Risque de développement de l’allergie alimentaire chez le prématuré ou chez l’enfant de petit poids de naissance. : Joel J. Liem, MD, FRCPCab, Anita L. Kozyrskyj, PhDacd, Shamima I. Huq, BScac, Allan B. Becker, MD, FRCPCae
a From the Department of Pediatrics and Child Health
b Section of Allergy and Clinical Immunology
c Faculties of Pharmacy
d Medicine, Department of Community Health Sciences
e Manitoba Institute of Child Health, University of Manitoba
dans JACI Volume 119, Issue 5, Pages 1203-1209 (May 2007)
– Contexte :
- Les enfants prématurés ou avec un petit poids de naissance ont une augmentation de la perméabilité intestinale comparativement aux enfants nés à terme ou avec un poids normal.
– Objectif :
- Déterminer si les prématurés ou les petits poids de naissance ont un risque accru de développer une allergie alimentaire comparativement aux enfants nés à terme ou avec un poids normal.
– Méthodes :
- La cohorte de naissances du Manitoba de 1995 a été étudiée à l’aide des données du plan d’assurance du service de santé du Manitoba (Manitoba Health Services Insurance Plan, MHSIP).
- Cette banque de données est une étude de population, d’administration des soins de santé et des données des prescriptions.
- C’est un enregistrement de chaque naissance et de l’utilisation ultérieure du système de soins provincial.
- Les diagnostics d’allergie alimentaire (code diagnostic ICD-9-CM retrouvés parmi 693 requêtes ou une prescription d’adrénaline en dehors de l’indication d’allergie au venin) ont été obtenus jusqu’à 2002.
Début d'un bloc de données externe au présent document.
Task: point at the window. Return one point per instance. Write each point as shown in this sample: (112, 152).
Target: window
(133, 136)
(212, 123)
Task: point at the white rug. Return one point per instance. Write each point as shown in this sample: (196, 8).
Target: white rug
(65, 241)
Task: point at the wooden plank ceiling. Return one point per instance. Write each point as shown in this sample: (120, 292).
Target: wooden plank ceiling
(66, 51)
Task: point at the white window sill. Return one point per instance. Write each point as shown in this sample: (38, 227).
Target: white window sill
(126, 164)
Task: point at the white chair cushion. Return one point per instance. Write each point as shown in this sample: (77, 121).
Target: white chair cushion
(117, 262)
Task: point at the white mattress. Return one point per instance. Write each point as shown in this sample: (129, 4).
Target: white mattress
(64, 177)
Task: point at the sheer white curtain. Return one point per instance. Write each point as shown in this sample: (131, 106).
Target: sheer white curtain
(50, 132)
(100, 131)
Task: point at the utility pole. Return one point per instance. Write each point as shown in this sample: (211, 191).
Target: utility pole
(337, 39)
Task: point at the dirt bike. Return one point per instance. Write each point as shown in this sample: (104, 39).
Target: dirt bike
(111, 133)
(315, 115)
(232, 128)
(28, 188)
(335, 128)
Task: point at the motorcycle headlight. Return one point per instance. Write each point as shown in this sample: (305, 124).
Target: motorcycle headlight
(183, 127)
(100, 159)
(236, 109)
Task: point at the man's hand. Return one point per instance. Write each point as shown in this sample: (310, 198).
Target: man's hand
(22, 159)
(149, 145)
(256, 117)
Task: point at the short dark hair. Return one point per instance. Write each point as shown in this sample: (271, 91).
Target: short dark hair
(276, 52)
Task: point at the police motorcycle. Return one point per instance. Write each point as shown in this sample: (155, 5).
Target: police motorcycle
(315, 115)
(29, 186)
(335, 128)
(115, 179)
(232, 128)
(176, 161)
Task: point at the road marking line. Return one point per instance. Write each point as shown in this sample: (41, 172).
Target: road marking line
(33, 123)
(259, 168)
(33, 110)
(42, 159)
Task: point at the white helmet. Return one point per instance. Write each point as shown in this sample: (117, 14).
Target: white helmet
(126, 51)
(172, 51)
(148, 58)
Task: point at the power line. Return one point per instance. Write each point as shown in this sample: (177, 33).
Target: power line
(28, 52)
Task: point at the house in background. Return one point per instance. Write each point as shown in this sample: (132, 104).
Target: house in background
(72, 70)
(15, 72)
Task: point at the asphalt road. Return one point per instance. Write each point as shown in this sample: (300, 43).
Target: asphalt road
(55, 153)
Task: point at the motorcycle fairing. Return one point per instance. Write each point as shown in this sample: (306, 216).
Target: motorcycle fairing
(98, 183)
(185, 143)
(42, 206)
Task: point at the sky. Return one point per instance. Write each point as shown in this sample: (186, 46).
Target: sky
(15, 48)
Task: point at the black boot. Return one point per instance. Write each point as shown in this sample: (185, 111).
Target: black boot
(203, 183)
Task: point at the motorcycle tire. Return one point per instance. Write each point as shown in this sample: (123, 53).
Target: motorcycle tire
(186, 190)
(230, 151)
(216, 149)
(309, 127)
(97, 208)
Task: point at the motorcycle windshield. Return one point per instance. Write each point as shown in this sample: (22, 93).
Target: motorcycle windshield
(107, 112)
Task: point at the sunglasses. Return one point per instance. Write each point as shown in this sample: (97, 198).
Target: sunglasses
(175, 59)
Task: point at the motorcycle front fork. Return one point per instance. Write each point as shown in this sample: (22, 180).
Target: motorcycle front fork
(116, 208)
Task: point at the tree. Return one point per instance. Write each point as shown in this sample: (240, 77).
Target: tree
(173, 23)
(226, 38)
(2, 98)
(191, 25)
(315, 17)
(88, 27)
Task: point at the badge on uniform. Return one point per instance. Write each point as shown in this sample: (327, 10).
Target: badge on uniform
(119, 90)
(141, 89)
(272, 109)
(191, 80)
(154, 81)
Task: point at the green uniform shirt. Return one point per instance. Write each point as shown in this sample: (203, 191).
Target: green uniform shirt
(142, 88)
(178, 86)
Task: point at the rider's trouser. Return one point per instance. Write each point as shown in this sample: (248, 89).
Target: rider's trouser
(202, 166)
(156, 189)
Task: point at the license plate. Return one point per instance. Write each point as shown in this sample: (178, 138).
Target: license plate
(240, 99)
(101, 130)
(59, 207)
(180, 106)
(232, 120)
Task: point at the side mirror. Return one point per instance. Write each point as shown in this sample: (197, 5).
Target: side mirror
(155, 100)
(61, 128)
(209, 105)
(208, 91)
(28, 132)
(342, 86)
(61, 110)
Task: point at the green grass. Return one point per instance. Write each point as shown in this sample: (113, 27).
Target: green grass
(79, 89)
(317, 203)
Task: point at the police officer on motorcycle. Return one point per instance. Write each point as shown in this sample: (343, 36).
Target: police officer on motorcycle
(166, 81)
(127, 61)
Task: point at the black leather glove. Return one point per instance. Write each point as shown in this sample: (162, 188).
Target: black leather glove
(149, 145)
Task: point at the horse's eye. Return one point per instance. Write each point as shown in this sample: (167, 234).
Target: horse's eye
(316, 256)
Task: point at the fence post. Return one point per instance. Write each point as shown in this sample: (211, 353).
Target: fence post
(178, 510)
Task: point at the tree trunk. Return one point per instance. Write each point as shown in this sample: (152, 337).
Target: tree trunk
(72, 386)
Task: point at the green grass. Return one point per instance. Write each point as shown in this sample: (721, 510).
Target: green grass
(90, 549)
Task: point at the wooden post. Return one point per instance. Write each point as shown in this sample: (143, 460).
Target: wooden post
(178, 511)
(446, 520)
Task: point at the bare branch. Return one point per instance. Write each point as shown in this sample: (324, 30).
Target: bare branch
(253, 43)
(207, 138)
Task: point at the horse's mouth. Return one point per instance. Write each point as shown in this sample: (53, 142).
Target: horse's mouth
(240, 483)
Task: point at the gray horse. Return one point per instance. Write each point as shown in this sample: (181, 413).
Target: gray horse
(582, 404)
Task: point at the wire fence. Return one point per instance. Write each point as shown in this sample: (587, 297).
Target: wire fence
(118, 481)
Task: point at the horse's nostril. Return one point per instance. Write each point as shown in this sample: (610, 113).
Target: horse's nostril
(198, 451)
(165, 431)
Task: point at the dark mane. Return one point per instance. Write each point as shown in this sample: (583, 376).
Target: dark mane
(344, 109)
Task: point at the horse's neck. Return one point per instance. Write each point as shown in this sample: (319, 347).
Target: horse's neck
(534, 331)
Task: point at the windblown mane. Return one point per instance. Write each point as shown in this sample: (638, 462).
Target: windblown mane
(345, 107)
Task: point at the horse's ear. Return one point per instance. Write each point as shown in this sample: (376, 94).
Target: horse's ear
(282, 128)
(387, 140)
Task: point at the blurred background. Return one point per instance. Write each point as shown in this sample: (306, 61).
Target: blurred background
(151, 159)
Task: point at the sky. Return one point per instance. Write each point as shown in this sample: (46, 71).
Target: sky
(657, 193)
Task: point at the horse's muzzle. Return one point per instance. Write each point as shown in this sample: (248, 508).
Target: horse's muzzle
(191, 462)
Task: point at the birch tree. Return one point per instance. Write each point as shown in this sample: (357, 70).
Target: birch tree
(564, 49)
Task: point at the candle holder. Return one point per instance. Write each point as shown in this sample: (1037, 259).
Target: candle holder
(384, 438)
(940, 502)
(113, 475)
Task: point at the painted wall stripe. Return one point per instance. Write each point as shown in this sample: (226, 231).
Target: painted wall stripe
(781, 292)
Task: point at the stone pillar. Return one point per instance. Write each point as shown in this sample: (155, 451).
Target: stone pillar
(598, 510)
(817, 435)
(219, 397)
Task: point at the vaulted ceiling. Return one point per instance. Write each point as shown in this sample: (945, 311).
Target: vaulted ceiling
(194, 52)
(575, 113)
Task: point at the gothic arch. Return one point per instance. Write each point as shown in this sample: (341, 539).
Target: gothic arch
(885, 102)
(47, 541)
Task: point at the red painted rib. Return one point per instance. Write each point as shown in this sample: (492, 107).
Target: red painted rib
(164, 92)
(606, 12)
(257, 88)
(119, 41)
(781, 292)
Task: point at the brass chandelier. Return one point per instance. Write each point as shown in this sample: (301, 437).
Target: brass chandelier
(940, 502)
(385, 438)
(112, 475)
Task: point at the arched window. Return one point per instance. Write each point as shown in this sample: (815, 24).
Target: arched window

- Nous avons déterminé le risque relatif d’allergie alimentaire chez les prématurés ou les petits poids de naissance comparativement aux enfants nés à terme ou avec un poids de naissance normal.
– Résultats :
- Nous avons recruté un total de 13 980 enfants nés en 1995 et vivant toujours dans la province du Manitoba.
- Parmi eux, 592 enfants (4,23%) ont été identifiés comme allergiques alimentaires, l’adrénaline a été prescrite chez 316 d’entre eux (2,26%).
- La durée gestationnelle ou le poids de naissance n’avait pas de retentissement sur une augmentation statistiquement significative d’un risque accru d’allergie alimentaire.
– Conclusion :
- La prématurité et le faible poids de naissance ne sont pas associés à une modification du risque de développement d’une allergie alimentaire dans l’enfance.
– Implications cliniques :
- L’immaturité du tractus gastro-intestinal ou de la réponse immune n’apparaissent pas modifier le risque de développement d’une allergie alimentaire.
- Nous nous interrogeons pour savoir si l’exposition précoce aux trophallergènes pourrait protéger les enfants prématurés par une augmentation de la tolérance immunitaire à ces antigènes.